Methods in Numerical Computation
There are two main approaches to numerical computation:
- Direct methods
These use algorithms to reach a solution in a predetermined number of steps, like the Sieve of Eratosthenes. - Iterative methods
These involve successive approximations that converge on a final solution, such as estimating a function’s integral using the rectangle method.
The Sieve of Eratosthenes
The Sieve of Eratosthenes is an algorithm for finding all prime numbers between 1 and N.
How does it work?
The algorithm lists all natural numbers from 1 to N.
$$ 1 \ , \ 2 \ , \ 3 \ , \ 4 \ , \ 5 \ , \ 6 \ , \ 7 \ , \ 8 \ , \ 9 \ , \ ... \ , \ N $$
Then, it removes any numbers that aren’t prime.
Each number is checked individually and divided by all previous numbers.
- If the number is divisible by any number other than 1, it is removed from the list.

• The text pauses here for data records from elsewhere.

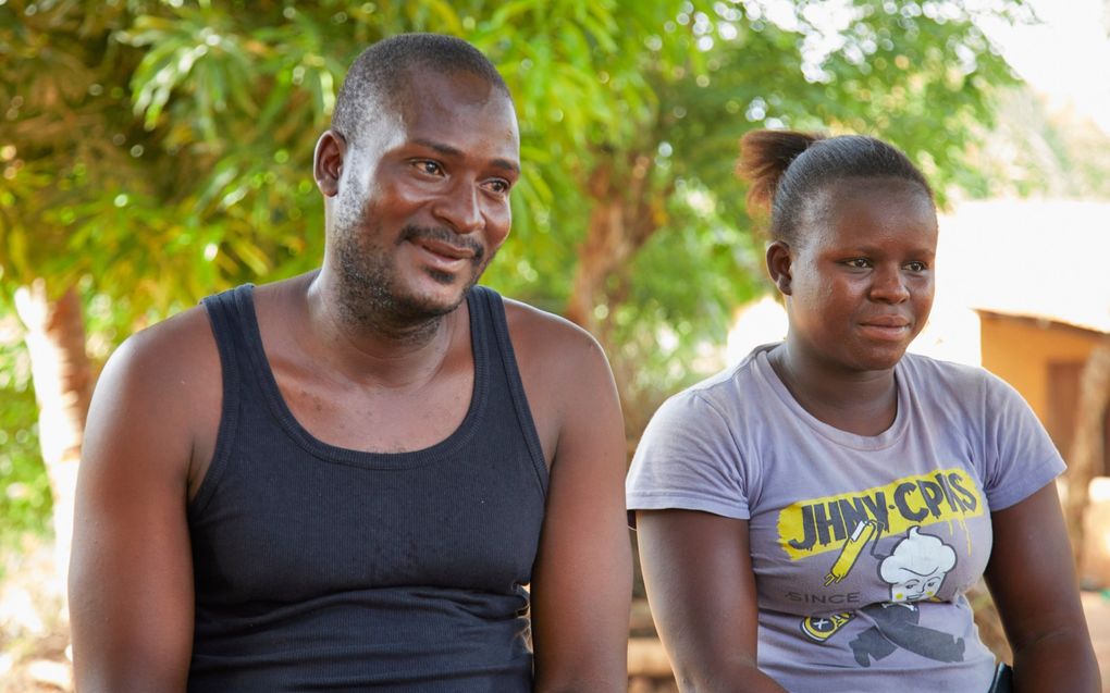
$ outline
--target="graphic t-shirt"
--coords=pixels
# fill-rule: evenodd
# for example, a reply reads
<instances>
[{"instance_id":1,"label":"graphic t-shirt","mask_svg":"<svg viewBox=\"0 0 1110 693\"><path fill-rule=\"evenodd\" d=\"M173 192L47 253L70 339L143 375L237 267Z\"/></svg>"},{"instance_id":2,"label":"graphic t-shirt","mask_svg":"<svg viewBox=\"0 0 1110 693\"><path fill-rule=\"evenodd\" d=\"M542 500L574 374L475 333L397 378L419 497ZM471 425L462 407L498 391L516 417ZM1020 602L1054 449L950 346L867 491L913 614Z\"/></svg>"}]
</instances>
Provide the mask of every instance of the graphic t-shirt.
<instances>
[{"instance_id":1,"label":"graphic t-shirt","mask_svg":"<svg viewBox=\"0 0 1110 693\"><path fill-rule=\"evenodd\" d=\"M878 436L803 409L759 347L672 397L627 480L629 510L748 520L759 667L791 692L986 691L995 658L963 593L990 513L1063 469L1009 385L907 354Z\"/></svg>"}]
</instances>

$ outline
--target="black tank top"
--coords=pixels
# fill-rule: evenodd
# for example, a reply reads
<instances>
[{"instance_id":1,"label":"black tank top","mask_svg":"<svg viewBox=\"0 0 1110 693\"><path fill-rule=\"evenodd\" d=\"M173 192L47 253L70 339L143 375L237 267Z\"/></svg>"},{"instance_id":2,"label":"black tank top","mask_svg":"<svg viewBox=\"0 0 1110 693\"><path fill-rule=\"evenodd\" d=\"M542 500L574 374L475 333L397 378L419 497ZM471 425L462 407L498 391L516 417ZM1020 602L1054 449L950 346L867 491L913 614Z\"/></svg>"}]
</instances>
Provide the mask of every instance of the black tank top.
<instances>
[{"instance_id":1,"label":"black tank top","mask_svg":"<svg viewBox=\"0 0 1110 693\"><path fill-rule=\"evenodd\" d=\"M189 503L191 692L531 691L528 598L547 468L501 297L467 297L474 390L445 440L313 438L266 361L253 287L204 299L223 367Z\"/></svg>"}]
</instances>

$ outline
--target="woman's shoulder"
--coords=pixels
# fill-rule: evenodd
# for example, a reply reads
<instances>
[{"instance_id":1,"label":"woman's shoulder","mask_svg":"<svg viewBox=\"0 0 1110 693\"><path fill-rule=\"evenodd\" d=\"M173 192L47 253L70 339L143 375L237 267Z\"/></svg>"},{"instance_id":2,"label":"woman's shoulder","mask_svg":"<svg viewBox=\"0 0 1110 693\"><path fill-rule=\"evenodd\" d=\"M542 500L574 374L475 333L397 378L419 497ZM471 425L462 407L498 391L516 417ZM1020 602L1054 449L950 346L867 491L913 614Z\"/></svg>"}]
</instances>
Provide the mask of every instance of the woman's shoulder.
<instances>
[{"instance_id":1,"label":"woman's shoulder","mask_svg":"<svg viewBox=\"0 0 1110 693\"><path fill-rule=\"evenodd\" d=\"M765 386L759 365L760 348L740 361L731 364L667 398L664 406L710 407L733 411L753 401L756 390Z\"/></svg>"}]
</instances>

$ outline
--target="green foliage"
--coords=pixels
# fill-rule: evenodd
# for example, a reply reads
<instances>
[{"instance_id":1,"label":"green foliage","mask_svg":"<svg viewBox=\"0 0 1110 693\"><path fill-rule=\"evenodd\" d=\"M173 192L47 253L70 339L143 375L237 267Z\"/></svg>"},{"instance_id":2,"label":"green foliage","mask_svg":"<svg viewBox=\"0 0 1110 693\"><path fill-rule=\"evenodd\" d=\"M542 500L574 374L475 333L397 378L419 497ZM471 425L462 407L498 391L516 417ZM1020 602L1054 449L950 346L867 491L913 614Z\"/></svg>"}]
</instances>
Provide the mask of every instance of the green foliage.
<instances>
[{"instance_id":1,"label":"green foliage","mask_svg":"<svg viewBox=\"0 0 1110 693\"><path fill-rule=\"evenodd\" d=\"M0 333L3 326L0 326ZM0 552L50 520L50 486L39 458L38 408L26 350L0 340Z\"/></svg>"},{"instance_id":2,"label":"green foliage","mask_svg":"<svg viewBox=\"0 0 1110 693\"><path fill-rule=\"evenodd\" d=\"M604 202L592 177L625 194L648 171L627 201L648 232L596 312L626 402L647 411L760 286L731 173L745 131L868 132L941 194L986 187L970 144L1013 79L971 19L956 0L8 0L0 293L79 284L99 360L206 294L316 266L312 154L346 65L385 35L453 33L501 68L521 116L514 233L487 283L559 312ZM10 373L21 357L3 348ZM9 439L31 430L22 387L0 402Z\"/></svg>"}]
</instances>

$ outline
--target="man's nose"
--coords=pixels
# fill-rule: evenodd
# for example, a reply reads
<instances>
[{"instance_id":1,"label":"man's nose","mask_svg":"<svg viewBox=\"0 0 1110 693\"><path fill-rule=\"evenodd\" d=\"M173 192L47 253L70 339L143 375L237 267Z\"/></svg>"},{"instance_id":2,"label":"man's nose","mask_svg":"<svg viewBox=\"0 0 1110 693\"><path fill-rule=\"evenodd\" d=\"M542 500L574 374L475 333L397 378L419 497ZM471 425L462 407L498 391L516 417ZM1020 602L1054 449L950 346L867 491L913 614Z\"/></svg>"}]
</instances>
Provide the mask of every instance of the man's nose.
<instances>
[{"instance_id":1,"label":"man's nose","mask_svg":"<svg viewBox=\"0 0 1110 693\"><path fill-rule=\"evenodd\" d=\"M474 233L485 225L480 194L473 181L458 180L436 201L432 213L455 233Z\"/></svg>"}]
</instances>

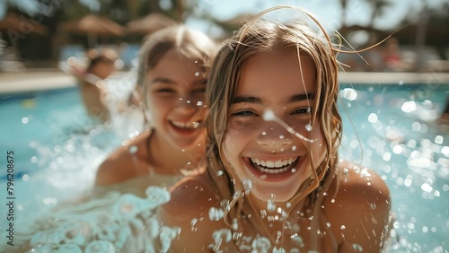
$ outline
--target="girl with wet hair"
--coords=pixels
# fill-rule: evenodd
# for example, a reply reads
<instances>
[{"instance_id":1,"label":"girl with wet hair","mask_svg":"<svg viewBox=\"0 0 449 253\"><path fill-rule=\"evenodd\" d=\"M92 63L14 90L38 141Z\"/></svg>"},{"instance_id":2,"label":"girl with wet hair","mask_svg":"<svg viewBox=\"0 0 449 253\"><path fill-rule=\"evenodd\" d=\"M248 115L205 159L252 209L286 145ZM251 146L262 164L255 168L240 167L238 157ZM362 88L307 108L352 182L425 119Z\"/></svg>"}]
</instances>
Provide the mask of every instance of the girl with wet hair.
<instances>
[{"instance_id":1,"label":"girl with wet hair","mask_svg":"<svg viewBox=\"0 0 449 253\"><path fill-rule=\"evenodd\" d=\"M218 48L204 33L175 25L151 34L139 52L137 93L148 127L101 164L96 186L139 178L172 186L204 158L207 76Z\"/></svg>"},{"instance_id":2,"label":"girl with wet hair","mask_svg":"<svg viewBox=\"0 0 449 253\"><path fill-rule=\"evenodd\" d=\"M278 9L306 18L261 18ZM317 19L293 6L260 13L221 48L204 172L177 183L158 210L180 228L172 252L383 251L389 189L338 156L337 52Z\"/></svg>"}]
</instances>

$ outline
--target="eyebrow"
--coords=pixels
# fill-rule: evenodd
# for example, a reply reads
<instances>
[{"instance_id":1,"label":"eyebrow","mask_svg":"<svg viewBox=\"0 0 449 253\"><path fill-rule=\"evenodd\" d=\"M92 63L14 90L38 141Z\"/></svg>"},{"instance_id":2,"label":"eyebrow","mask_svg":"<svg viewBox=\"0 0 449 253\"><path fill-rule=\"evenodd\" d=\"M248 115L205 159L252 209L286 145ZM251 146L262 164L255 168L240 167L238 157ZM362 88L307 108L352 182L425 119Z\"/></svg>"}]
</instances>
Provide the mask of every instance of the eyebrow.
<instances>
[{"instance_id":1,"label":"eyebrow","mask_svg":"<svg viewBox=\"0 0 449 253\"><path fill-rule=\"evenodd\" d=\"M313 93L306 93L306 94L297 94L289 97L286 100L289 103L300 102L307 100L313 100L314 97ZM262 104L262 100L258 97L242 97L237 96L233 98L231 104L237 103L251 103L251 104Z\"/></svg>"},{"instance_id":2,"label":"eyebrow","mask_svg":"<svg viewBox=\"0 0 449 253\"><path fill-rule=\"evenodd\" d=\"M206 78L205 78L206 79ZM206 85L206 83L204 82L205 79L201 79L201 80L197 80L193 83L191 83L193 85L195 84L198 84L198 85ZM169 78L165 78L165 77L156 77L154 79L153 79L151 81L151 84L154 84L154 83L166 83L166 84L177 84L176 82L169 79Z\"/></svg>"}]
</instances>

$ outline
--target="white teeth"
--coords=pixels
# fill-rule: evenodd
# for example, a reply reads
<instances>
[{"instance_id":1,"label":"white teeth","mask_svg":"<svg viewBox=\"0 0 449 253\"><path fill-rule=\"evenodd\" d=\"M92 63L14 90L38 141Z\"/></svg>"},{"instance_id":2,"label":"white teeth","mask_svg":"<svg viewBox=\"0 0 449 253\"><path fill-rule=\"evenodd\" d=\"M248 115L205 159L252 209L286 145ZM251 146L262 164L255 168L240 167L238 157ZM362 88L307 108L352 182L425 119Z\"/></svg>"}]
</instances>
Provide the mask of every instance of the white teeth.
<instances>
[{"instance_id":1,"label":"white teeth","mask_svg":"<svg viewBox=\"0 0 449 253\"><path fill-rule=\"evenodd\" d=\"M180 128L188 128L188 129L197 129L201 125L199 122L192 122L191 124L189 124L180 121L172 121L172 124Z\"/></svg>"},{"instance_id":2,"label":"white teeth","mask_svg":"<svg viewBox=\"0 0 449 253\"><path fill-rule=\"evenodd\" d=\"M251 158L251 161L256 165L257 169L264 173L278 174L283 173L291 169L290 165L296 161L298 158L289 158L286 160L278 160L276 161L259 160Z\"/></svg>"}]
</instances>

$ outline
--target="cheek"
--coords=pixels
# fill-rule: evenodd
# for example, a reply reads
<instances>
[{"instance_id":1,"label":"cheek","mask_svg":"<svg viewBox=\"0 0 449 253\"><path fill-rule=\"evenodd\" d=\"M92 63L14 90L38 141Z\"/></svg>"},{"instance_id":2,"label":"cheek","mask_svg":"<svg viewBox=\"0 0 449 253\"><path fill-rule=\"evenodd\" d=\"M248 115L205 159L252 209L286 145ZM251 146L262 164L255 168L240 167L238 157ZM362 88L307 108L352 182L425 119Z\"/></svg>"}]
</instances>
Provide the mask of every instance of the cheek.
<instances>
[{"instance_id":1,"label":"cheek","mask_svg":"<svg viewBox=\"0 0 449 253\"><path fill-rule=\"evenodd\" d=\"M313 140L313 143L309 144L311 152L314 159L317 161L320 161L317 164L320 164L324 160L324 157L327 155L327 153L324 142L325 139L320 129L319 124L316 124L314 128L311 131L310 138Z\"/></svg>"},{"instance_id":2,"label":"cheek","mask_svg":"<svg viewBox=\"0 0 449 253\"><path fill-rule=\"evenodd\" d=\"M152 118L160 118L161 115L166 114L174 104L170 100L163 100L154 96L148 96L146 99L148 100L146 110Z\"/></svg>"}]
</instances>

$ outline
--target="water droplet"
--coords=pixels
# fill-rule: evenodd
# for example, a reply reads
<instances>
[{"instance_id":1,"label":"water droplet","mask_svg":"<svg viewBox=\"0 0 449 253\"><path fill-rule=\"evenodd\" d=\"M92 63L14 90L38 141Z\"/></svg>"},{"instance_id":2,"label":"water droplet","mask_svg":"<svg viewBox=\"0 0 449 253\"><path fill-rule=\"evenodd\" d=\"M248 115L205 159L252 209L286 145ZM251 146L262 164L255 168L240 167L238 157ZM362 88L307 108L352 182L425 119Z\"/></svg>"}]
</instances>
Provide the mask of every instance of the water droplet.
<instances>
[{"instance_id":1,"label":"water droplet","mask_svg":"<svg viewBox=\"0 0 449 253\"><path fill-rule=\"evenodd\" d=\"M308 132L312 131L312 125L310 125L310 123L305 125L305 130L307 130Z\"/></svg>"},{"instance_id":2,"label":"water droplet","mask_svg":"<svg viewBox=\"0 0 449 253\"><path fill-rule=\"evenodd\" d=\"M129 147L129 153L134 154L137 152L138 148L136 145L132 145Z\"/></svg>"},{"instance_id":3,"label":"water droplet","mask_svg":"<svg viewBox=\"0 0 449 253\"><path fill-rule=\"evenodd\" d=\"M358 245L358 244L353 244L352 245L352 249L354 249L356 252L362 252L364 251L364 249L362 246Z\"/></svg>"},{"instance_id":4,"label":"water droplet","mask_svg":"<svg viewBox=\"0 0 449 253\"><path fill-rule=\"evenodd\" d=\"M31 161L32 163L36 163L36 162L38 162L38 158L36 156L32 156Z\"/></svg>"}]
</instances>

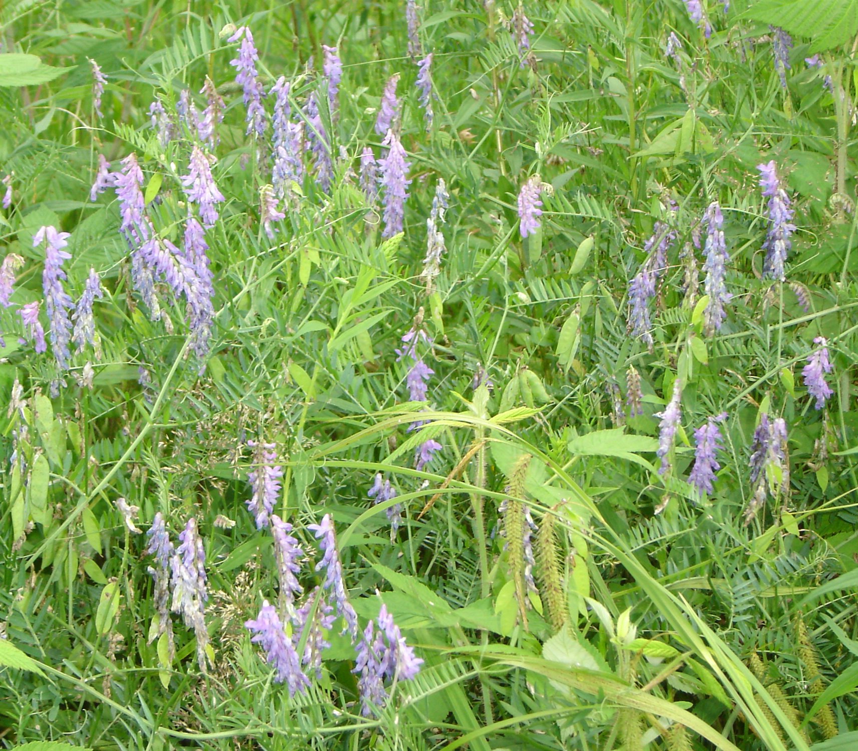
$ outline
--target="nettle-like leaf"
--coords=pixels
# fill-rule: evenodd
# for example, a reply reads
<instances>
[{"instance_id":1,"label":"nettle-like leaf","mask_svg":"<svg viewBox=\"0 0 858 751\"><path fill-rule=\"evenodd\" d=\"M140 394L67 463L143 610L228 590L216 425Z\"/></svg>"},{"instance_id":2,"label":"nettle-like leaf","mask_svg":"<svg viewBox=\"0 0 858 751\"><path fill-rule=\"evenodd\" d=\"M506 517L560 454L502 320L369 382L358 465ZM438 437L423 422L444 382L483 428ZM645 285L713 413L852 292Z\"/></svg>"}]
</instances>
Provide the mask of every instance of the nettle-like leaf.
<instances>
[{"instance_id":1,"label":"nettle-like leaf","mask_svg":"<svg viewBox=\"0 0 858 751\"><path fill-rule=\"evenodd\" d=\"M809 37L811 52L846 44L858 32L858 0L763 0L746 15L795 36Z\"/></svg>"}]
</instances>

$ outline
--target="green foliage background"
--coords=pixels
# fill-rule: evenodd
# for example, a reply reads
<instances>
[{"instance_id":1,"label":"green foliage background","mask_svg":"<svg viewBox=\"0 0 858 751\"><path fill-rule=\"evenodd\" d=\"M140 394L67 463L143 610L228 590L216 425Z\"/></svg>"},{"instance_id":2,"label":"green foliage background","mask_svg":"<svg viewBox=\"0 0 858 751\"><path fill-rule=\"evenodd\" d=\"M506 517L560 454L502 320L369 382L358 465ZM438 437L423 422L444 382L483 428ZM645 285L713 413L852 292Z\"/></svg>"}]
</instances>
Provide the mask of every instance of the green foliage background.
<instances>
[{"instance_id":1,"label":"green foliage background","mask_svg":"<svg viewBox=\"0 0 858 751\"><path fill-rule=\"evenodd\" d=\"M38 58L0 55L0 154L15 188L0 255L26 261L13 301L41 298L32 237L43 225L71 233L72 296L90 267L106 288L100 355L76 354L55 397L50 354L21 345L16 308L0 308L0 744L854 747L858 5L704 7L710 37L679 0L534 0L523 6L535 33L523 61L508 28L516 6L425 0L436 97L426 132L404 3L0 6L3 52ZM269 178L244 135L235 45L221 33L228 23L253 30L266 88L286 75L298 104L319 86L323 44L338 45L344 63L340 115L328 120L332 151L345 154L334 188L325 195L306 180L271 240L258 217ZM786 88L770 23L794 34ZM679 64L664 54L671 32L682 40ZM817 51L823 70L804 63ZM88 58L108 76L103 119ZM349 171L365 145L378 152L372 126L395 73L411 196L404 233L382 240ZM214 167L227 202L208 235L217 314L201 373L186 357L181 304L166 295L172 325L153 323L130 289L112 191L91 203L88 191L99 154L116 168L136 152L149 210L178 238L190 144L161 148L148 106L156 96L174 106L207 75L227 104ZM796 210L784 284L761 274L756 167L770 160ZM546 184L542 227L523 240L517 196L535 174ZM451 197L447 254L427 292L420 272L439 179ZM724 211L734 297L724 328L707 336L702 287L684 286L680 253L693 248L712 201ZM679 238L650 351L626 331L626 291L656 221ZM394 350L420 316L435 375L430 411L418 415ZM801 367L820 336L835 394L818 411ZM88 363L91 388L81 383ZM615 387L625 399L630 366L644 408L631 418L612 402ZM472 388L480 367L491 391ZM677 378L682 427L673 469L659 475L657 414ZM693 430L721 412L722 469L701 499L687 483ZM789 427L789 476L745 524L761 413ZM407 431L416 420L430 421L420 438ZM430 435L444 449L418 471L414 450ZM243 623L275 585L269 538L244 504L248 439L277 445L279 512L311 559L305 526L331 513L359 615L376 617L384 601L426 661L378 717L359 715L345 639L334 635L323 680L293 700L250 643ZM26 457L25 476L11 469L13 451ZM392 539L384 507L366 497L377 472L403 505ZM196 516L211 589L208 675L178 622L172 663L148 643L150 561L119 497L140 507L144 530L158 511L174 530ZM517 586L505 500L541 529L553 524L537 550L538 596ZM548 559L561 628L549 617ZM307 588L318 583L314 564Z\"/></svg>"}]
</instances>

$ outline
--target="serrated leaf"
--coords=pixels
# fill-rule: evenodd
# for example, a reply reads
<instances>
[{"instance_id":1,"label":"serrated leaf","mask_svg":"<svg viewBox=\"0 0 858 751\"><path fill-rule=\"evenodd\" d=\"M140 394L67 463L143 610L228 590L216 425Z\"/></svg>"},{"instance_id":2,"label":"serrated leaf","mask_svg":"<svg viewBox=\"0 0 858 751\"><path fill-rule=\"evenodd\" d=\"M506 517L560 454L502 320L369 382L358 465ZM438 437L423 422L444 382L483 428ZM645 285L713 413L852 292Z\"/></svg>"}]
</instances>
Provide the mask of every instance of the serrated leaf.
<instances>
[{"instance_id":1,"label":"serrated leaf","mask_svg":"<svg viewBox=\"0 0 858 751\"><path fill-rule=\"evenodd\" d=\"M44 675L38 663L29 655L25 654L8 639L0 639L0 665L4 668L15 668L18 670L29 670L31 673Z\"/></svg>"}]
</instances>

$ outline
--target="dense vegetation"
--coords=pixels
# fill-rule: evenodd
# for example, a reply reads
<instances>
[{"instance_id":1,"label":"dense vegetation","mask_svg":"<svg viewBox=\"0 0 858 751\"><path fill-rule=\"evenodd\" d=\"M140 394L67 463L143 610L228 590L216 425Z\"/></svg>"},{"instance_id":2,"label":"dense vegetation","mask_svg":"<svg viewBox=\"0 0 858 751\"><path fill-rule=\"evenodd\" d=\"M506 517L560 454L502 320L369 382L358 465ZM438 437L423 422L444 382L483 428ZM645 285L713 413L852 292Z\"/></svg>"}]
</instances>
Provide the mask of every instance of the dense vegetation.
<instances>
[{"instance_id":1,"label":"dense vegetation","mask_svg":"<svg viewBox=\"0 0 858 751\"><path fill-rule=\"evenodd\" d=\"M858 745L854 0L0 29L0 747Z\"/></svg>"}]
</instances>

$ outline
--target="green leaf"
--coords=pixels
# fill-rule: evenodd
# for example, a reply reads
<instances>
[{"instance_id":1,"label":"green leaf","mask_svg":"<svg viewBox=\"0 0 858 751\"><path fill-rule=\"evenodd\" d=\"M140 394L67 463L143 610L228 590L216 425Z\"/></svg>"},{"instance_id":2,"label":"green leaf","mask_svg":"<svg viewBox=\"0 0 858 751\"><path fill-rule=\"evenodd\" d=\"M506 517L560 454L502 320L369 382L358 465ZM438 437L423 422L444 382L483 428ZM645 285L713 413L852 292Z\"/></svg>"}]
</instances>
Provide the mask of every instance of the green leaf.
<instances>
[{"instance_id":1,"label":"green leaf","mask_svg":"<svg viewBox=\"0 0 858 751\"><path fill-rule=\"evenodd\" d=\"M46 83L70 70L45 65L38 55L8 52L0 55L0 86L34 86Z\"/></svg>"},{"instance_id":2,"label":"green leaf","mask_svg":"<svg viewBox=\"0 0 858 751\"><path fill-rule=\"evenodd\" d=\"M95 611L95 630L104 636L113 626L113 619L119 609L119 584L111 582L101 591L99 608Z\"/></svg>"},{"instance_id":3,"label":"green leaf","mask_svg":"<svg viewBox=\"0 0 858 751\"><path fill-rule=\"evenodd\" d=\"M858 0L760 0L745 15L809 37L811 52L844 45L858 33Z\"/></svg>"},{"instance_id":4,"label":"green leaf","mask_svg":"<svg viewBox=\"0 0 858 751\"><path fill-rule=\"evenodd\" d=\"M7 639L0 639L0 665L4 668L15 668L18 670L29 670L43 675L39 663L29 655L25 654Z\"/></svg>"}]
</instances>

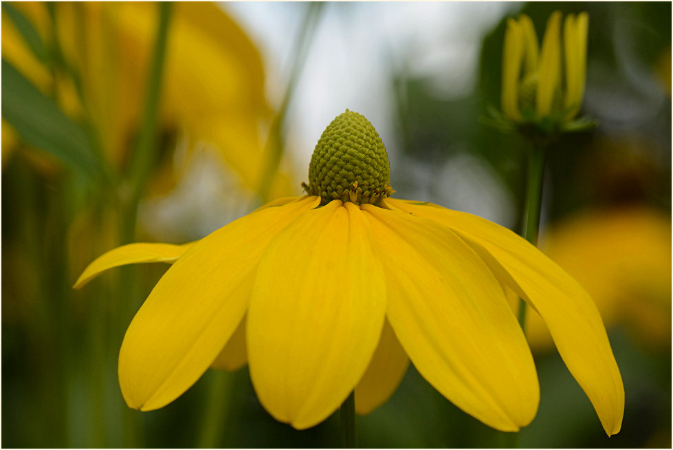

Example: The algorithm checks number 6. Dividing it by 2 leaves no remainder, so it’s removed from the list. The next number (7) is then analyzed.
- If the number is divisible only by one, it remains on the list, and the algorithm moves to the next number.
Example: The algorithm checks number 5. Dividing it by 2 leaves a remainder of 1, and division by 3 and 4 also results in remainders. Since 5 isn’t divisible by any other numbers except 1, it’s considered prime.
At the end of this process, only prime numbers from 1 to N remain in the list.
$$ 1 \ , \ 2 \ , \ 3 \ , \ 5 \ , \ 7 \ , \ ... \ , \ N $$
The Rectangle Method for Calculating a Definite Integral
The rectangle method approximates the definite integral of a function.
How does it work?
We consider the function over a defined interval (a,b).
![continuous function over the closed interval [a,b]](/data/andreaminininet/numerical-computation-amnet-2024-1.gif)
The interval (a,b) is then split into n smaller segments of equal length.
This creates a partition over the interval.
For each segment in this partition, the height is determined from one of the endpoints, as the perpendicular segment connecting the x-axis to the function’s graph.
The length of the segment (base) is multiplied by the height to find each rectangle’s area.
We then move on to the next segment.
The total area of all rectangles approximates the value of the definite integral over (a,b).
This approximation is a lower estimate since we calculated the height from the left endpoint of each interval.
Note: Using the right endpoint instead would yield an upper estimate of the definite integral.
The accuracy of the approximation improves as the segments become smaller and more numerous.
And so forth.